An increased number of false positives might also occur due to the organizational silos between technologies and teams. If the team is divided and doesn't share the knowledge between different levels of SOC, there might be a duplication of efforts and conflicting results that only grow the number of false alerts that are hard to deal with.
An efficient security operations center often consists of a stack of technological solutions that need to complement each other and work together as one. Various levels of SOC experts have different experiences and areas of responsibility and it is critical for them to understand each other and maintain a continuous feedback loop for creating better outcomes.
For quick results, they might apply automated solutions for smoothing out the performance of security platforms by adding quality rules translated from another format.
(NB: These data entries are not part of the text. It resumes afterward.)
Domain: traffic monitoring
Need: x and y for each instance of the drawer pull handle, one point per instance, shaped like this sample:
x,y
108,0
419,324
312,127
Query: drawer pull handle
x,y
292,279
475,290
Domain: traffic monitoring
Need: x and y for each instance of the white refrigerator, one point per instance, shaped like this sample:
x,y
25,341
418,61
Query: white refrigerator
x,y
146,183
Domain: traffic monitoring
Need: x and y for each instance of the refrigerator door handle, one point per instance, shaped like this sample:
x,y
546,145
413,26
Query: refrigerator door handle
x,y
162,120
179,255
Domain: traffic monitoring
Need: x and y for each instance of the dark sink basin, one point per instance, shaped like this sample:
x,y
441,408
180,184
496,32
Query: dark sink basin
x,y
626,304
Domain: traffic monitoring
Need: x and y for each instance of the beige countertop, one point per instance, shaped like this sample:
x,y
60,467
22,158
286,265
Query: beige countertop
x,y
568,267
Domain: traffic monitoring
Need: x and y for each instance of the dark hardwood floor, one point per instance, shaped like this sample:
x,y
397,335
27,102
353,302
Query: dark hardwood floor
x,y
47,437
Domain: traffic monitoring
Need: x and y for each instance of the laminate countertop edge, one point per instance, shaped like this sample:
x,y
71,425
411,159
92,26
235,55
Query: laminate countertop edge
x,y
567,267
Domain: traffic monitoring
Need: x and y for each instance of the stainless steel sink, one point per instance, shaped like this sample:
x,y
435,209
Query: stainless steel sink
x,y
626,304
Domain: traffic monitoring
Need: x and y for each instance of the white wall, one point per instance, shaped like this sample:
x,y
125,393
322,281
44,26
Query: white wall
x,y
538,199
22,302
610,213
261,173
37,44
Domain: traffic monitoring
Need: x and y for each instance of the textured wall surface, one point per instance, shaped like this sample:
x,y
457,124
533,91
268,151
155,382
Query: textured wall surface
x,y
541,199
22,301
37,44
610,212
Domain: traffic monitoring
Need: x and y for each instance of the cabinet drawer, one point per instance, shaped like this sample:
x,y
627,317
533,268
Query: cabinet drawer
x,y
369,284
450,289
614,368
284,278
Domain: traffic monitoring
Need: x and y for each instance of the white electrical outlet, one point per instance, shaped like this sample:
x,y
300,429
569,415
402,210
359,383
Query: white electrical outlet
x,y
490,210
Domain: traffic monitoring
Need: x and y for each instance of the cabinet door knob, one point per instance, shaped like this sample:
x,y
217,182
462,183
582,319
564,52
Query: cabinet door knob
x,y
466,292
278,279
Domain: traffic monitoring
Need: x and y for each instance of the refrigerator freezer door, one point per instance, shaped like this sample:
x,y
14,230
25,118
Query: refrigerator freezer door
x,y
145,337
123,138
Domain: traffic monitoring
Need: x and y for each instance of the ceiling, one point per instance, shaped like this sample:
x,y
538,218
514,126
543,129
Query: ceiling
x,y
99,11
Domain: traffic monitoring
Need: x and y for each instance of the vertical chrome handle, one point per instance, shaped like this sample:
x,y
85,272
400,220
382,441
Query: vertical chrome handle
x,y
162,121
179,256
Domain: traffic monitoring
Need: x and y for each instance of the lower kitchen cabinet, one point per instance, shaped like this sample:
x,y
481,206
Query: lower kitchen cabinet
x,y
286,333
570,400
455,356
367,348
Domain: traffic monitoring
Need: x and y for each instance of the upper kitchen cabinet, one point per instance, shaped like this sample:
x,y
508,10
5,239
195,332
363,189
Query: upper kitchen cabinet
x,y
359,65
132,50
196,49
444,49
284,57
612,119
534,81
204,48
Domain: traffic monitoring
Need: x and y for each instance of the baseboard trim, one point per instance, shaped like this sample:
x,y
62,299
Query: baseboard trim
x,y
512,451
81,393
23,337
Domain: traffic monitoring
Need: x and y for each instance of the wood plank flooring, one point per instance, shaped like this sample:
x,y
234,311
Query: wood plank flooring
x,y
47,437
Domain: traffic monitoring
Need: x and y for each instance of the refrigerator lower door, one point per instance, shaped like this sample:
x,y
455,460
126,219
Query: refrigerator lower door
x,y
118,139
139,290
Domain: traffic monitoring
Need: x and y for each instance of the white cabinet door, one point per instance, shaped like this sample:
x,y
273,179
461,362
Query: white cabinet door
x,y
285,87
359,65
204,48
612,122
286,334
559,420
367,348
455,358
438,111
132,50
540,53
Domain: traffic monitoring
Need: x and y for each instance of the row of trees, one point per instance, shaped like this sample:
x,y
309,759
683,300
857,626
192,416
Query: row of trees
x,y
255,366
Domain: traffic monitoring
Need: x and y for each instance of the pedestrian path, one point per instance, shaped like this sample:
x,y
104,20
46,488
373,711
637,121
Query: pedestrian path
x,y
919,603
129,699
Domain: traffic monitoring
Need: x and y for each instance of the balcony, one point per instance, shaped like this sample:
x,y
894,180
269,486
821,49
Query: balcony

For example, there's Uncoder.IO, a free online content translation engine that instantly converts Sigma into any other SIEM or EDR format that you might need. However, in a more long-term perspective, members of the SOC team should have seamless communication to ensure they are on the same page.
Teams should be encouraged to share knowledge with each other to improve the ways of reducing false positives in the future. For example, they could be documenting and sharing instances of some particular false alerts in documentation, special repositories, or discuss them in meetings.
If the group discussions don't show to be efficient enough and there's no time to fill out the documentation, the feedback process can be automated into existing workflows, which will make it easier and clearer how to improve performance over time.
SOC teams have to move fast and never stop and that movement can be ensured by the minimum time wasted on things that don't matter. Ultimately, reducing false positives leads to better use of talent, time, and material resources.